The full House is set to pass legislation that would halt plans by the Department of Homeland Security to embolden the agency’s cyberthreat information-sharing hub -- without first delivering a strategy to Congress.
The bipartisan measure was approved Sept. 30 by the Committee on Homeland Security and is expected to easily pass, as is, this evening, a congressional aide tells Nextgov.
In a related move, the panel has called DHS officials to reveal their proposal at a subcommittee hearing Wednesday morning, after committee leaders from both parties penned a letter of concern to Jeh Johnson about a lack of transparency, the aide said.
On Aug. 10, Johnson announced his intention to "elevate" the National Cybersecurity and Communications Integration Center, or NCCIC, within the department's structure. The rationale being that the center is key to Homeland Security's cybersecurity mission, he said.
However, an internal watchdog report released last month contends DHS struggles to align activities at its various cyber-related agencies with the department's overall mission. The investigation, conducted by the department inspector general, also found there is no automated information-sharing tool to share cyberthreat data between department components.
The findings come at a time when Congress is debating controversial legislation that would authorize the center or another federal info-sharing hub to swap threat data with the private sector.
According to Johnson, the center's leadership will report directly to him about network incidents that endanger the civilian government or key U.S. sectors.
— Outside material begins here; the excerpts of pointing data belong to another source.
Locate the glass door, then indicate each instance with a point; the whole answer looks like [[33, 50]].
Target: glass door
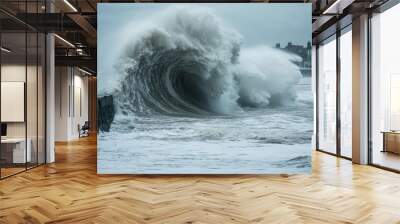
[[327, 95]]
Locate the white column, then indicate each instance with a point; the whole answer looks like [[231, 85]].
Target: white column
[[360, 90]]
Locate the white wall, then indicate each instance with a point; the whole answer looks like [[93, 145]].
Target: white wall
[[70, 83]]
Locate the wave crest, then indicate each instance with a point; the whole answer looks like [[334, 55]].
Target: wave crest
[[192, 63]]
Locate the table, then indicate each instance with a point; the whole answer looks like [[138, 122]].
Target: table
[[13, 150]]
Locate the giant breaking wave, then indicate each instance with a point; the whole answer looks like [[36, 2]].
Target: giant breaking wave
[[189, 62]]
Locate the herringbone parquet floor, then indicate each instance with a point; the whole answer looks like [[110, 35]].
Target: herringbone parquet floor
[[70, 191]]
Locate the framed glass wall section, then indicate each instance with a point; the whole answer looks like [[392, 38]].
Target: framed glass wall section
[[346, 92], [385, 89], [327, 95], [14, 153], [22, 77]]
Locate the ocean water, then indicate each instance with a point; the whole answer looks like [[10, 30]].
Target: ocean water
[[253, 141], [192, 98]]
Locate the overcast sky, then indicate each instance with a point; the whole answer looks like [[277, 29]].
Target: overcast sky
[[258, 23]]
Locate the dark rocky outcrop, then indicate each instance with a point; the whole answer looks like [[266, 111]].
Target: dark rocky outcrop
[[106, 112]]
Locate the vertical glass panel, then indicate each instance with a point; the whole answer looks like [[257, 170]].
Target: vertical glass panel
[[346, 94], [327, 95], [31, 98], [385, 83], [41, 98], [13, 89]]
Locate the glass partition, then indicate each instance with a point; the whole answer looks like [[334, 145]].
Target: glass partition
[[327, 95], [22, 77], [385, 89], [346, 93], [14, 153]]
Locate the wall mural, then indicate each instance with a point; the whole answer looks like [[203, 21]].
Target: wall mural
[[204, 88]]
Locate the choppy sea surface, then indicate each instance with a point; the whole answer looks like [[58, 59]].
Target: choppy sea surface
[[252, 141]]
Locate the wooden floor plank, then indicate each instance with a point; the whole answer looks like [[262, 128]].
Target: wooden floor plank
[[70, 191]]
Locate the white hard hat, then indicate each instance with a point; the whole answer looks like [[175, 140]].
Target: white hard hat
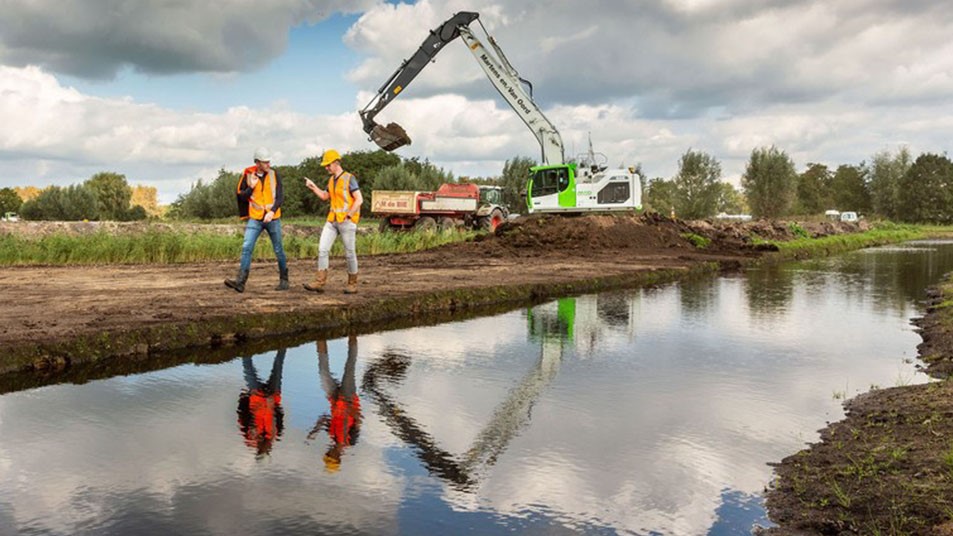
[[262, 154]]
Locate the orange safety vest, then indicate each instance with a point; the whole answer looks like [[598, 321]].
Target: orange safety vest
[[341, 198], [263, 195]]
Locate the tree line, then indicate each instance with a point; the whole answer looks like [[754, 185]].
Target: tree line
[[892, 185], [374, 170], [104, 196]]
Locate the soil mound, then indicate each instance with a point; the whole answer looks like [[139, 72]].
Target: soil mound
[[543, 234]]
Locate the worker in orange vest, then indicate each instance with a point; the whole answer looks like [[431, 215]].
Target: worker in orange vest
[[259, 194], [346, 199], [344, 421]]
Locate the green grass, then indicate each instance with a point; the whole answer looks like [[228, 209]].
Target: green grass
[[882, 234], [170, 247]]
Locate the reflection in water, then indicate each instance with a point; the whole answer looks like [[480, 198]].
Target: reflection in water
[[344, 422], [260, 416], [650, 412]]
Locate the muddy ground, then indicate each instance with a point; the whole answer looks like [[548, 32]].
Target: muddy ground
[[887, 468], [58, 316]]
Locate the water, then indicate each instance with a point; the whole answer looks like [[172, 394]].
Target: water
[[654, 411]]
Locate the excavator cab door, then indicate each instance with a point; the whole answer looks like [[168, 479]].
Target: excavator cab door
[[551, 188]]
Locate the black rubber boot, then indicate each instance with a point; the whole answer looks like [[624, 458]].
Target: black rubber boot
[[283, 280], [239, 282]]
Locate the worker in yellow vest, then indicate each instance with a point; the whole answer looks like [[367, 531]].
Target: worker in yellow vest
[[259, 195], [346, 199]]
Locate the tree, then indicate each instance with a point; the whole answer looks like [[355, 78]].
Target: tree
[[146, 197], [27, 193], [885, 173], [113, 193], [513, 182], [814, 190], [9, 201], [769, 182], [926, 190], [73, 203], [849, 188], [209, 200], [697, 185], [730, 200]]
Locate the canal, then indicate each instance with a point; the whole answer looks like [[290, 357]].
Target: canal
[[650, 411]]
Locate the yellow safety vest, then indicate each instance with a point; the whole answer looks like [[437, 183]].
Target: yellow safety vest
[[341, 198], [263, 195]]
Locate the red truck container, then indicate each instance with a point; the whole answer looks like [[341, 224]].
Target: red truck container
[[452, 205]]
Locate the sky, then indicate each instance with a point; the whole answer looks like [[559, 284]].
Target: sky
[[168, 92]]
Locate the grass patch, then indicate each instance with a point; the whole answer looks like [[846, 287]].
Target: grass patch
[[173, 246]]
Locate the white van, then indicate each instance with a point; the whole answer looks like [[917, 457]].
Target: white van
[[849, 217]]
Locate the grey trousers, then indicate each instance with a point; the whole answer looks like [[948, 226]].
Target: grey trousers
[[348, 232]]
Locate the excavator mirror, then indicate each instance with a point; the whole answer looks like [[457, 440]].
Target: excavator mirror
[[391, 137]]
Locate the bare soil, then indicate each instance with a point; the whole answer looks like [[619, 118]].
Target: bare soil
[[887, 468]]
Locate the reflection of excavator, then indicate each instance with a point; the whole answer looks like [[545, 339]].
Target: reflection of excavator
[[554, 326], [554, 186]]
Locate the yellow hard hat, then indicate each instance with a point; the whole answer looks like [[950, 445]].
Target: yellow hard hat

He said he already had instructed the National Protection and Programs Directorate, the division that oversees the center, to develop a reorganization plan that "will ensure the NCCIC is focused on strengthening our operational capabilities for mitigating and responding to cyber incidents."
The House bill, H.R. 3510, forbids DHS from changing "the location or reporting structure of the National Protection and Programs Directorate" or "the location or reporting structure of any office or component of the directorate" without prior authorization by Congress.
Lawmakers on Wednesday are convening to examine whether the proposed reorganization offers a clear mission, simplifies the entity's structure and ensures a qualified workforce is on board to execute that mission. The directorate's Undersecretary Suzanne Spaulding and Deputy Undersecretary for Cybersecurity and Communications Phyllis Schneck have been invited to testify, along with director Undersecretary Ronald J. Clark.
All three department senior executives are confirmed to attend, a DHS spokesman told Nextgov in an email.
"Threats to critical infrastructure, particularly cyber threats, are evolving with increasing speed and we need to evolve to effectively support government and the private sector to address these threats," the department spokesman said. "As our plans for changes in NPPD have developed, we have worked to keep both Congress and our workforce informed and we look forward to the opportunity for further dialogue."